Composing from a vertical
The registered operations are default bindings over exported in-scope functions — defineTemplate, instantiateProtocol, fillProtocol, signProtocol, countersignProtocol, voidProtocol, getProtocol, listProtocolsForEntity, requireSigned. Your own operations call them in the same transaction, and you own the permission check:
ts
import { instantiateProtocol, PROTOCOL_PERM } from '@substrat-run/engine-protocol';
host.defineOperation('cykel/start-condition-report', async (ctx, input) => {
assertAllowed(await ctx.check(PROTOCOL_PERM.create));
return instantiateProtocol(ctx, {
templateKey: 'condition-report',
entity: input.bike, // any EntityRef — the vertical owns the vocabulary
});
});The vertical declares the protocol → <parent> entity relation in its manifest (the engine can't know whether protocols hang off work orders, bikes, or apartments), and supplies the template content.
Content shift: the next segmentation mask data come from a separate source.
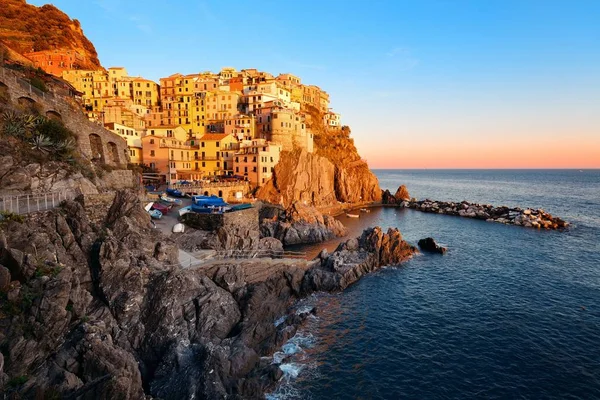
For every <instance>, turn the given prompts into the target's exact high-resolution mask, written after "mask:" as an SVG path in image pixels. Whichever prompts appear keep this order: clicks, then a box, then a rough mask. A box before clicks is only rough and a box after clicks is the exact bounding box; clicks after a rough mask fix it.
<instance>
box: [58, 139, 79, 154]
mask: <svg viewBox="0 0 600 400" xmlns="http://www.w3.org/2000/svg"><path fill="white" fill-rule="evenodd" d="M75 145H76V143H75V140H74V139H73V138H70V139H66V140H61V141H59V142H56V143H54V149H55V150H56V151H70V150H73V149H75Z"/></svg>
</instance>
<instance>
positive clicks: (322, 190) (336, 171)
mask: <svg viewBox="0 0 600 400" xmlns="http://www.w3.org/2000/svg"><path fill="white" fill-rule="evenodd" d="M305 111H306V112H307V124H308V126H309V127H310V129H311V130H312V131H313V132H314V134H315V142H314V144H315V152H314V153H313V154H310V153H308V152H306V151H305V150H297V151H294V152H284V153H282V155H281V158H280V161H279V163H278V164H277V166H276V167H275V172H274V177H273V179H272V180H271V181H269V182H267V183H266V184H265V185H264V186H263V187H262V188H261V189H259V191H258V193H257V198H259V199H261V200H263V201H266V202H270V203H273V204H278V205H281V206H283V207H284V208H288V207H290V206H291V205H292V204H294V203H297V202H299V203H302V204H304V205H308V206H313V207H316V208H323V207H327V206H332V205H337V204H338V202H340V203H363V202H379V201H381V189H380V188H379V182H378V180H377V177H376V176H375V175H374V174H373V173H372V172H371V171H370V170H369V167H368V165H367V163H366V162H365V161H364V160H362V159H361V158H360V155H359V154H358V151H357V149H356V146H354V141H353V139H352V138H350V128H348V127H342V128H341V129H328V128H327V127H325V126H324V124H323V114H322V113H321V112H320V111H319V110H317V109H315V108H313V107H307V109H306V110H305Z"/></svg>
What this engine will not do
- Template content — sections, items, vocabulary, branschprotokoll packs are the vertical's. The engine validates fills against the pinned template shape; it authors no templates.
- Branching/conditional templates, scheduled instantiation, PDF rendering, a photo pipeline, offline sync, a template marketplace — explicit v0 non-goals.
- External signature providers — BankID/Scrive-class flows are connectors that call the same sign operation with upgraded evidence; the engine imports no vendor SDK.